After a three-year investigation, the European Commission has ordered Amazon to pay $300 million, or about €250 million, in back taxes to Luxembourg, saying that the company’s regional headquarters in the country allowed Amazon to avoid paying taxes on much of its European profits between 2006 and 2014.

The Commission said that Amazon was benefitting from a tax arrangement with Luxembourg, considered a tax haven, that was illegal. Amazon’s holding company in the country, which is a limited partnership without offices, employees, or any business activity, was not subject to corporate taxes under Luxembourg’s tax laws.

“Luxembourg gave illegal tax benefits to Amazon,” said Margrethe Vestager, commissioner for the EU, in a statement. “As a result, almost three quarters of Amazon’s profits were not taxed…Member States cannot give selective tax benefits to multinational groups that are not available to others,” she continued.

Amazon initially entered into the tax arrangement with Luxembourg back in 2003, but it isn’t the only company that has done so. Thousands of other companies have based themselves in the small European country, notes Forbes. McDonald’s (MCD - Free Report) and French utility company Engie are also being investigated for their Luxembourg tax strategies.

Amazon’s tax struggles have managed to travel stateside as well. According to Forbes, the company was accused of transferring U.S. funds to its Luxembourg-based shell company in order to bypass paying $234 million in taxes for 2005 and 2006. While Amazon won the case against the IRS regarding this accusation, the IRS is reportedly appealing.

Meanwhile, the European Commission said it would take Ireland to court on Wednesday for failing to collect the $14.5 billion, or about €13 billion, in back taxes from iPhone maker Apple Inc. (AAPL - Free Report) by the deadline, which was this past January. Regulators found that Apple was paying a tax rate of just 0.005% compared to Ireland’s usual corporate rate of 12.5%.
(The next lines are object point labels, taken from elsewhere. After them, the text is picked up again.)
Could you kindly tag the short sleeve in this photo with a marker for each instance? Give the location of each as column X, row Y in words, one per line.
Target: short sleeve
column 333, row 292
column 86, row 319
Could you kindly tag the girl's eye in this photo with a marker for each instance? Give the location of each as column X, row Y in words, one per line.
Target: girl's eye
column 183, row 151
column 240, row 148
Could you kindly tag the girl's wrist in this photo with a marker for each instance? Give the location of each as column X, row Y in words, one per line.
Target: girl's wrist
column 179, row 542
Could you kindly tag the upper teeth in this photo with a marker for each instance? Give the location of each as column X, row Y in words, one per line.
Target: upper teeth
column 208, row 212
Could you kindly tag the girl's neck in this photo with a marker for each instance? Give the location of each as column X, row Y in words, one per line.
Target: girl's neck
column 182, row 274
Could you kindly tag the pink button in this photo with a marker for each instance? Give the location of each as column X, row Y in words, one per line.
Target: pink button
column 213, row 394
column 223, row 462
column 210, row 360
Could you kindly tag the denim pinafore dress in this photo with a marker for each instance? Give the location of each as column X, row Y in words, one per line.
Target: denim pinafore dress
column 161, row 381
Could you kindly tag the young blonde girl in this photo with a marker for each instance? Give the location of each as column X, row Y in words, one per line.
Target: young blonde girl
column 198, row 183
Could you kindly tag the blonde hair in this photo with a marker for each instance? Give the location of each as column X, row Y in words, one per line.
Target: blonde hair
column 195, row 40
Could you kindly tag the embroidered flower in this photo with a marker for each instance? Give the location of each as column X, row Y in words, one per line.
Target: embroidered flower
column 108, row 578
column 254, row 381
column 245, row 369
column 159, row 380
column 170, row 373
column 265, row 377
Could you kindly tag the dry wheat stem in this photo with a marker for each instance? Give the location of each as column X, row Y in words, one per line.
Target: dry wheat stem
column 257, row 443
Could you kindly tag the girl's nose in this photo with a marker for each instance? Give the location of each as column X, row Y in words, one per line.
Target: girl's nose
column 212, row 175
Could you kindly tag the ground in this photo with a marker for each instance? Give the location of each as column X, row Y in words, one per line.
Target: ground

And earlier this summer, EU regulators slapped Google (GOOGL - Free Report) with a record $2.7 billion antitrust fine, ruling that the search engine denied “consumers a genuine choice” by utilizing its popular search engine to unfairly guide them to its shopping platform. In other words, Google had been giving illegal priority placement to its own shopping service in search results, while pushing rivals’ search results to areas where buyers were much less likely to click.